Atherosclerosis continues to progress structurally in one third of patients on optimal medical therapy and every 30 seconds still, an American will have an acute myocardial infarction, and every minute, one will die from one. These data point to the existence of significant gaps in our understanding of this disease process. The long- term goal of the current line of research is, thus, to identify new disease pathways and treatments in atherosclerosis. Studies in other chronic inflammatory diseases have pointed out a phenomenal reduction in tissue inflammation and injury by specific inhibition of the immunoproteasome. Our own preliminary studies demonstrate the expression of immunoproteasome subunits in the shoulder areas of complicated plaques. Guided by these data, the objective of the current application is to determine the expression pattern and pathophysiological significance of the immunoproteasome in an established murine model of atherosclerosis. Our central hypothesis is that the immunoproteasome contributes to the development of advanced atherosclerotic plaques in mice primarily via its activity in bone marrow-derived inflammatory cells. The rationale for these studies is that identification of the role of the immunoproteasome in atherosclerosis will provide further insight into disease mechanisms and novel therapy options. This proposal pursues three specific aims: 1) Determine a) the expression profile of the immunoproteasome in atherosclerosis in apolipoprotein E-deficient (apoE -/-) mice on a high fat diet and b) the effect and mechanisms of action of pharmacological immunoproteasome inhibition in this atherosclerosis model;2) Determine the leading cell origin of immunoproteasome activity in atherosclerosis;and 3) Determine the role of the immunoproteasome in interferon gamma cytokine signaling on a) endothelial cell function and b) macrophage plasticity.
Under aim 1 a, apoE-/- mice will be subjected to a high fat diet and the expression profile of the immunoproteasome over the course of atherosclerosis development will be defined.
Under aim 1 b, apoE-/- mice will be treated with a specific immunoproteasome inhibitor started with (progression model) or after (regression model) the start of the high fat dit.
Under aim 2, chimeric bone marrow transplantation experiments will be performed to assess the influence of genetic deficiencies in immunoproteasome subunits in bone marrow-derived inflammatory cells and specifically in CD+ and CD8+ T-cells on experimental atherosclerosis.
Under aim 3, the functional significance of the immunoproteasome for interferon gamma signaling in endothelial cells and macrophages will be studied in vitro and in vivo.
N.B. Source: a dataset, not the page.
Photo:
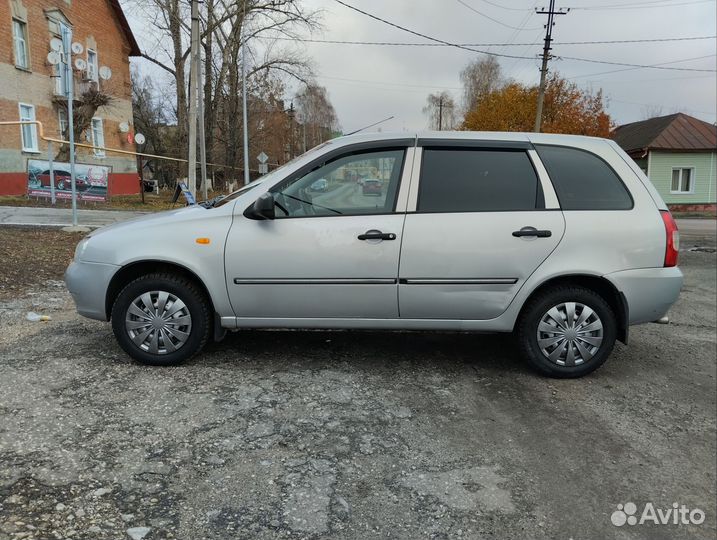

This proposal is innovative as it will provide first data in atherosclerosis on an increasingly recognized important regulator of inflammation: the immunoproteasome. This proposal is significant because it has the potential to vertically advance our scientific understanding of the atherosclerotic disease process. Ultimately, this is to reduce the burden of atherosclerosis on the individual and society.

Public Health Relevance

The proposed research is relevant to public health because defining the yet unknown pathophysiological role of the immunoproteasome, an important regulator of inflammation, in atherosclerosis is ultimately expected to increase our understanding of the atherosclerotic disease process, as well as its diagnostic, therapeutic and prognostic implications. Thus, the proposed research is relevant to the part of NIH's mission that pertains to developing fundamental knowledge that will help to reduce the burdens of human diseases. For every 30 seconds still, an American will have a heart attack, and every 1 minute, one will die from one. Worldwide, cardiovascular disease remains the leading cause of death, accounting for 17 million deaths per year, a number that is expected to grow to >23 million by 2030.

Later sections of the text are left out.